True to form, Sunday’s social event – a "Mediaeval Evening and Concert" at the Duke’s Palace — was another expensive comedy of errors. On the bright side, I met some great people who joined me in a quest to find the venue after the bus (tonight, there was a bus) left without ever having announced its arrival.
The taxis dropped off us off as a grand looking building, and our little group wandered through courtyards and alleyways and pulled on locked doors to find the right entrace. One sharp-eyed person spotted a group of parked catering trucks, so we tried the nearest door, and this one opened. It led into a dingy hall, and we followed the sound of voices up a dingy staircase. I imagined that all the rest of the participants were now well on their way through the first course of the meal in a dining room, so it was a bit of a shock when we found everyone standing corralled into a small room. A large number of people were huddled in line against the far side of the room, holding small butter plates in one hand and a glass of wine in the other. Then it hit me: a buffet. A stand-up buffet with bread, some pate, and cold bean salad. And lots of wine, thank goodness.
As a social event, it had its intended result: People bonded. Bonded over their common dismay, but bonded nevertheless. I met some very funny people who laughed with me at the absurdity of it all.
I had imagined it would be like other "mediaeval evenings" I’ve attended, with a sit-down meal in a decorated room in a castle, entertainers in period costume, and a recital. But there was no "and" in this "Mediaeval Evening and Concert"; it was just a recital of music from the middle ages. After the buffet we were herded out of the small buffet room and into a larger room set up with a stage and chairs for the audience. It was probably once a nice room but now was distinguished only by the peeling faux-marble paint on the walls. Worst of all, we were soundly chastized when we tried to take our wine in with us.
I managed to sit through the first two songs of the recital, but alcohol would have made it all much easier to bear, really. The music wasn’t terrible, and the conductor was charmingly animated, but I was hungry and grumpy. The musicians reminded me of a high-school band accompanied by a church choir. I walked out with a fellow Canadian and we went in search of a decent meal.
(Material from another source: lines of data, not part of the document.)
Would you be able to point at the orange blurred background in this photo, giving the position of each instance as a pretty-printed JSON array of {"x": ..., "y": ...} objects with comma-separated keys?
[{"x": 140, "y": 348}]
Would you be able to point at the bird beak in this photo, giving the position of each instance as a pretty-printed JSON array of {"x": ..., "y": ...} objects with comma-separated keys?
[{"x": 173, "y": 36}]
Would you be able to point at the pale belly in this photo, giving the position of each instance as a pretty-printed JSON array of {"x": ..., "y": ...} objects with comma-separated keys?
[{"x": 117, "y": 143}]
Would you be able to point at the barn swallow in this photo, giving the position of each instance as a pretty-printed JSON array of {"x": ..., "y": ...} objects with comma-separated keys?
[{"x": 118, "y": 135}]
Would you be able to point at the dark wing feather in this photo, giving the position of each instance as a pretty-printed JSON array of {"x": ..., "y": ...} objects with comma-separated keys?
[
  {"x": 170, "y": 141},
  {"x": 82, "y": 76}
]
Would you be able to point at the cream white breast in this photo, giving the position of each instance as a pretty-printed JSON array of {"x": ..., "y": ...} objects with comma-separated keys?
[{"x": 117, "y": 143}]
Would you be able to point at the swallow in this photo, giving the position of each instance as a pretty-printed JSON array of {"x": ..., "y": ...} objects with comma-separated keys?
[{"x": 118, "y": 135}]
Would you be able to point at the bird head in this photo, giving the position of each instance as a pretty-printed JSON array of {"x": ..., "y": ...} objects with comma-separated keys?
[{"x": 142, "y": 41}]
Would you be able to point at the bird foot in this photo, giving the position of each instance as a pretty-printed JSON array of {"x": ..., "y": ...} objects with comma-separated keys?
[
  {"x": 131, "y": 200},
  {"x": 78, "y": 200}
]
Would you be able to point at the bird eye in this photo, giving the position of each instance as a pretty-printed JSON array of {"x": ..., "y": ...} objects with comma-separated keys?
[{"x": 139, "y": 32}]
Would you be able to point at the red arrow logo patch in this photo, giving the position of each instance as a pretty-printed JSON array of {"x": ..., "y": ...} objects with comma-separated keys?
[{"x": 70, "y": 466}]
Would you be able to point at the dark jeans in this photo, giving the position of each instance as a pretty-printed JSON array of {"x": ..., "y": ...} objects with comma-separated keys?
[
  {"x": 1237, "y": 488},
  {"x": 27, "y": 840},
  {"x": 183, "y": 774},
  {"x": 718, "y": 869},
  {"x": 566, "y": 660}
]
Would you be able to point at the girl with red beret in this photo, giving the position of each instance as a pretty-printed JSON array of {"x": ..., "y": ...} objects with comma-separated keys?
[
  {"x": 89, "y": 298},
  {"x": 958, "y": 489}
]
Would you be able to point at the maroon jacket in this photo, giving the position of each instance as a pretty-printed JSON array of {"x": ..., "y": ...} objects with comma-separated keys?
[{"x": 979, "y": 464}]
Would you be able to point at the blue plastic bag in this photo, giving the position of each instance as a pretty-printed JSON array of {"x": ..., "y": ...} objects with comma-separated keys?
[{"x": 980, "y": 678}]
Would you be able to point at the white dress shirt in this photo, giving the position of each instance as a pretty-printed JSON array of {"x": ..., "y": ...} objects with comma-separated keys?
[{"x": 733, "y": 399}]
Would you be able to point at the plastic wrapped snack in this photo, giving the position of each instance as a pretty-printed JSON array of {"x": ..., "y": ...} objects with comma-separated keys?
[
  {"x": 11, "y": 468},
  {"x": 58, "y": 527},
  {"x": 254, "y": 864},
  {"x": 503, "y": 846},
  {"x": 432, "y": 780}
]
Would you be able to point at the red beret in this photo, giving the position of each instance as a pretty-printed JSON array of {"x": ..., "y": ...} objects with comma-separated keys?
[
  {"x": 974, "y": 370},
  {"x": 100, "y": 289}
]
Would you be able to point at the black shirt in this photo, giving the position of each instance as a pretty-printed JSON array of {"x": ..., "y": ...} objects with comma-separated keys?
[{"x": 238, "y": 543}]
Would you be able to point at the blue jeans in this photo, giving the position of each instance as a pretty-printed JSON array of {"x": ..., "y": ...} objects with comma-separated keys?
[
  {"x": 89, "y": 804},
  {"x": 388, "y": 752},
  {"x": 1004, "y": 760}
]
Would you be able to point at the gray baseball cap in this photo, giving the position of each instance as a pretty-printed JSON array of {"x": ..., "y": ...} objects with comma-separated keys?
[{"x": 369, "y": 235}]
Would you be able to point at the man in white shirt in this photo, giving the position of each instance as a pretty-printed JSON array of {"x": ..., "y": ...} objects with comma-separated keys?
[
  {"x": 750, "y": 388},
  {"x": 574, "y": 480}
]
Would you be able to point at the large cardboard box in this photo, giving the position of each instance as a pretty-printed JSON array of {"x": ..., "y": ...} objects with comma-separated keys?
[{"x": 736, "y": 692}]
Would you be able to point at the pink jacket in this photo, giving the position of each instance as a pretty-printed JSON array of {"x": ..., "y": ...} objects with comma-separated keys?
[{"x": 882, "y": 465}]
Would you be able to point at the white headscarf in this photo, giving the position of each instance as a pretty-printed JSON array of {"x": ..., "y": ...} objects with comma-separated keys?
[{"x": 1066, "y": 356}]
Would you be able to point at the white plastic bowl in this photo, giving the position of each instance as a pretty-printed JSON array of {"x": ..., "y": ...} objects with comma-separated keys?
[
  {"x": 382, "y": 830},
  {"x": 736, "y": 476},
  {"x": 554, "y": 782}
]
Every restaurant we tried was either booked solid or out of food. We were too late. I returned to the scene of my first evening’s meal, and the owner was genuinely sorry not be able to accommodate us. Another gentleman standing nearby was a friend of the owner’s, and he offered to take us to his own restaurant near the market. There he joined us for a meal and conversation, where we learned that his particular interest in Nova Scotia, where my companion was from, had to do with the love of his life from a decade ago. The mathematics were a little confusing since we also learned that his wife of 17 years lives in Dijon, but no matter… it’s France. We had a great meal, great conversation about Halifax, fishing, Costa Rica and European politics. An evening better than salvaged, after all.